Interestingly, there is never a single deity that gives a full representation of the Awabakals as
individual tribes possess a particular deity. Also, the beliefs of the Awabakals overlap in the
similar manner words do overlap across the language groupings. The Awabakals also believe in
the Totemic Beings, Ancestral Beings and Creation Beings. The Totemic beings lies between as
it create many species whereas people perceive themselves to have been drawn from these
abundance species (Dudgeon, Wright, Paradies, Garvey & Walker, 2010).
Ceremonial Life
The Awabakals practice initiation ceremonies linked to boys and girls transition to the
adulthood. The ceremonies are accompanied by singing and dancing, body decoration display as
well ceremonial objects as well as storytelling. Moreover, the Awabakals particularly Arnhem
Land and Central Australia hold rituals to ensure Ancestral Beings supply adequate food from
plants and animals.
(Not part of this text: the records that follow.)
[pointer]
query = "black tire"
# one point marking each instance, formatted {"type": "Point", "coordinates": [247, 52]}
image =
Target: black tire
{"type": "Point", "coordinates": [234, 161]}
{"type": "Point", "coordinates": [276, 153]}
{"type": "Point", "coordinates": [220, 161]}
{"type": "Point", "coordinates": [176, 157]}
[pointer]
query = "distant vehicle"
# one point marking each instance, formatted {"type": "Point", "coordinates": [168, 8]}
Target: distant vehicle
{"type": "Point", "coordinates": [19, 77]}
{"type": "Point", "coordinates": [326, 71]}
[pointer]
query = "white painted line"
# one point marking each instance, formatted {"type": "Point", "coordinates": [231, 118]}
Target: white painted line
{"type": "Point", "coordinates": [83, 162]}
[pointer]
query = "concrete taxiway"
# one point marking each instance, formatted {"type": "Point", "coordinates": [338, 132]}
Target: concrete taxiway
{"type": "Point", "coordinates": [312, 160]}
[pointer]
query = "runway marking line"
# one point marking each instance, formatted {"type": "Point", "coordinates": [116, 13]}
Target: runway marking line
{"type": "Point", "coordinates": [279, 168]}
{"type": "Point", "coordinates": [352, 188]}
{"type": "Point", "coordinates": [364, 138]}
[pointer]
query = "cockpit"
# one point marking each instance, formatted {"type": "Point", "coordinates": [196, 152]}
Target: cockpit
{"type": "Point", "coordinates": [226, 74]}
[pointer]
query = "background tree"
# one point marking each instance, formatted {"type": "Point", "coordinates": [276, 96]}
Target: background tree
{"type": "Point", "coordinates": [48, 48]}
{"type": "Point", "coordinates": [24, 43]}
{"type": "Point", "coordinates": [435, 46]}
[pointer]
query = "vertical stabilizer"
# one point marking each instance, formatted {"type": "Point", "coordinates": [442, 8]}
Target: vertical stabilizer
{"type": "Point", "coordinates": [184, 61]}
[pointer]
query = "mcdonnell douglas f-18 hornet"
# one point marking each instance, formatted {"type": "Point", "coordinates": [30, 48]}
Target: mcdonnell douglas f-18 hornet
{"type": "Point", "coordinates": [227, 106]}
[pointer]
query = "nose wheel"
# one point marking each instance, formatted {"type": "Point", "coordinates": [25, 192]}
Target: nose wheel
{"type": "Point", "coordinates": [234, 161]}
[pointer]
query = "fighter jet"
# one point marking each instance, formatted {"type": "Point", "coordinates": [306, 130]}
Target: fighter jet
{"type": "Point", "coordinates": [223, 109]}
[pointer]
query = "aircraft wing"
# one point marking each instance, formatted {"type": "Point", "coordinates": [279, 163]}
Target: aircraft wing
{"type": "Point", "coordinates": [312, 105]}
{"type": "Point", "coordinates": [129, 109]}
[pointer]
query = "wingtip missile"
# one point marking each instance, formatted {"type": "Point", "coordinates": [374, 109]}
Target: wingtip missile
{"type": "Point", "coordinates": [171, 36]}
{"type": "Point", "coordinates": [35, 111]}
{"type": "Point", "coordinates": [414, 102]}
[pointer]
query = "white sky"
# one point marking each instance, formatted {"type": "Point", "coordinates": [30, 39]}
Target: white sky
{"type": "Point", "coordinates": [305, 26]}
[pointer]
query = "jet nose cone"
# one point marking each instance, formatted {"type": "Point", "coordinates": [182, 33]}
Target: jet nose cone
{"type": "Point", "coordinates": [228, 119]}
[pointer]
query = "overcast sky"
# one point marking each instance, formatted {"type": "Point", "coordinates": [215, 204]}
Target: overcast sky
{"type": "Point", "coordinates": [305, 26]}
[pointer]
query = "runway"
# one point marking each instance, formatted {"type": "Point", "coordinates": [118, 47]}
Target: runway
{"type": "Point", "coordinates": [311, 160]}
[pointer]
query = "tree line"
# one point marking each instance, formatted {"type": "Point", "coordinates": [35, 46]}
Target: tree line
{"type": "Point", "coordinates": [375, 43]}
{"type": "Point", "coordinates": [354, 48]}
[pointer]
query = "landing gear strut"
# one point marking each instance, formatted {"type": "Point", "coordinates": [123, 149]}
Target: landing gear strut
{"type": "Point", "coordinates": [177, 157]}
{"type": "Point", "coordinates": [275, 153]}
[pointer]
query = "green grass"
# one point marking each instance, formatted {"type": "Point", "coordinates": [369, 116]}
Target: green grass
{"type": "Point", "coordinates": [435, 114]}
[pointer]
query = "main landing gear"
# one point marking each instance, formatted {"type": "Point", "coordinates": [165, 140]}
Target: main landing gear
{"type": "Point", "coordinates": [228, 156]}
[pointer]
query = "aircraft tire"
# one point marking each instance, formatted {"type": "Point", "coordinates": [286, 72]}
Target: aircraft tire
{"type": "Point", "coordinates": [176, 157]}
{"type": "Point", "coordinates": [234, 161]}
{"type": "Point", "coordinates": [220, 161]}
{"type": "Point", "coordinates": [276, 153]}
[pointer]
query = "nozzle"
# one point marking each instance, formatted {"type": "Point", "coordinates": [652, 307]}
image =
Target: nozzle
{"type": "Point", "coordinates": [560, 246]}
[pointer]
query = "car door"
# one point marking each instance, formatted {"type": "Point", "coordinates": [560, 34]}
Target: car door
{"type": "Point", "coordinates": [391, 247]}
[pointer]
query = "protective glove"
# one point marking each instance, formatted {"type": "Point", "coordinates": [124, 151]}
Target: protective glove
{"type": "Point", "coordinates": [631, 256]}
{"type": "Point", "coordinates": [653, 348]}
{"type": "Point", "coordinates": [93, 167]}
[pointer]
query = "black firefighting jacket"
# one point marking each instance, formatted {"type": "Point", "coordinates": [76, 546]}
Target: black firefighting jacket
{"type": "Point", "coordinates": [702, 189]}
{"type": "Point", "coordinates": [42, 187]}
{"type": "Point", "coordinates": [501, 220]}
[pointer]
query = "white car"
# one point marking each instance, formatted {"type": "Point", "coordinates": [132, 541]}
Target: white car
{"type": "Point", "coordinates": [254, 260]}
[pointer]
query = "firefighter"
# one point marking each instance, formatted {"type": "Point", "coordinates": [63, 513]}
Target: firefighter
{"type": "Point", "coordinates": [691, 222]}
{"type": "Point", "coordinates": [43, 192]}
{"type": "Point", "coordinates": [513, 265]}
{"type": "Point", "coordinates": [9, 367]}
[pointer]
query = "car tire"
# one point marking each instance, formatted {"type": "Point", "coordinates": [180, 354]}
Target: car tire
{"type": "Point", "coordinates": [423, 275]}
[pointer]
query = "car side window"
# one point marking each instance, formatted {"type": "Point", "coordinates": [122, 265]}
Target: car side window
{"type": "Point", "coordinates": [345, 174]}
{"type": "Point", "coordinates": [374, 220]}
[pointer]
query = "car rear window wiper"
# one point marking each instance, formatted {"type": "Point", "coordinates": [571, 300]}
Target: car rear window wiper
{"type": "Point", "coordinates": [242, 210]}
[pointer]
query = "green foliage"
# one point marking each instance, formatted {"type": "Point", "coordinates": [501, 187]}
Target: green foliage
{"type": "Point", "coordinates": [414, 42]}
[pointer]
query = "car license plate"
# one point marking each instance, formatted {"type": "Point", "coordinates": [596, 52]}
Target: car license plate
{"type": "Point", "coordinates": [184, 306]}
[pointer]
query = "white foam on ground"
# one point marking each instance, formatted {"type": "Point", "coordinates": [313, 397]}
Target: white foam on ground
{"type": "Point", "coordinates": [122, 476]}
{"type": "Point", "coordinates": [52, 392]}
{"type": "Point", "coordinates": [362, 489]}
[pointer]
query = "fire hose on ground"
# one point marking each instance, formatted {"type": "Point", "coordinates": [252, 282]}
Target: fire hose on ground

Such rituals are based on singing, dancing and chanting as well as ritual
actions aims at invoking the Ancestral Beings to supply rain and adequate food.
Health Practices
The stringent cultural practices of Awabakal have made it difficult for the Australian to
lift the health standards in the country’s indigenous communities. Accordingly, the Awabakals
have persistently suffered from the worsening health crisis based on high mortality rates, low life
expectancy and sexuality transmitted disease just to mention a few. The Awabakal smoke,
alcoholic and eat unhealthy foods. The Awabakal hold that health and healing can never be
isolated and hence, it goes beyond being not being sick but rather integrates mental, emotional,
spiritual and cultural health. However, Australia has remained the only place where indigenous
wellbeing takes a backward form.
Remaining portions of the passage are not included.